Era de noche, tarde para entrar en esa habitación.
Él me dijo que entrara, que había algo para mi. La sensación de pánico otra vez. Había una mujer junto a él.

Me senté frente a una mesa de madera de pino. Al contrario de lo que había creído el lugar era luminoso (artificialmente), no había ventanas, solo la puerta de entrada, y de mí pronta salida. Vacío completamente de todo: la mesita y tres sillas, la pared descascarada de un verde chillón…

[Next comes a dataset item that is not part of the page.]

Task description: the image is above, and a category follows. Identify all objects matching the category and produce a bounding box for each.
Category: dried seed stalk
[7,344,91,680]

Estaba mirándolos, muda, a los dos.

Ella y Él.
Un pacto con el diablo…
Ese día el mundo se dió vueltas para mí…
Ese día ví algo que sabía y jamás había querido ver: la realidad.

Ella fue al baño, y trajo un sobre de papel, hecho con una hoja de cuaderno barata:
– Es lo que había… – me dijo, mirándome.
– La más trucha… – dijo él, desarmando el papel y sacando la sustancia con los dedos, de a puñados, y como venía… En su nariz.
– ¡Dale! ¿Querés? – me decía, él, repetidamente.
– No. – le dije, firme, con ganas de huir.

Él, ella, eso, y su ataque de ira, me dieron vueltas de la silla. Sólo escuchaba como en sueños la voz de la mujer y su cara me daba vueltas en la cabeza.

Esa noche la grabé muy bien en mí memoria. Obligadamente. Para no volver jamás a ese lugar. Recordaba muy bien la dirección, calle: Pasado, entre: Experiencia y Dolor. No debía girar en «U», ni retroceder. Sí podía frenar y descansar un poco.

Desperté confundida, traspasada de realidad, una que nunca quise ver, pero allí estaba.

De un día para el otro empezamos a ser perfectos desconocidos.
No más llamados, no más mensajes. El silencio se volvió mi aliado en ésto de escribir mis sueños, y mi cómplice en esconder verdades oscuras.

Ya le juré a mi memoria no volver a ese lugar, y a mis pesadillas no volver a escapar.

Ese límite llamado pasado, ese oscuro pacto entre los recuerdos y el presente, de no volver a aparecer. El correr de los días y de la vida misma: era el diablo vestido de mujer.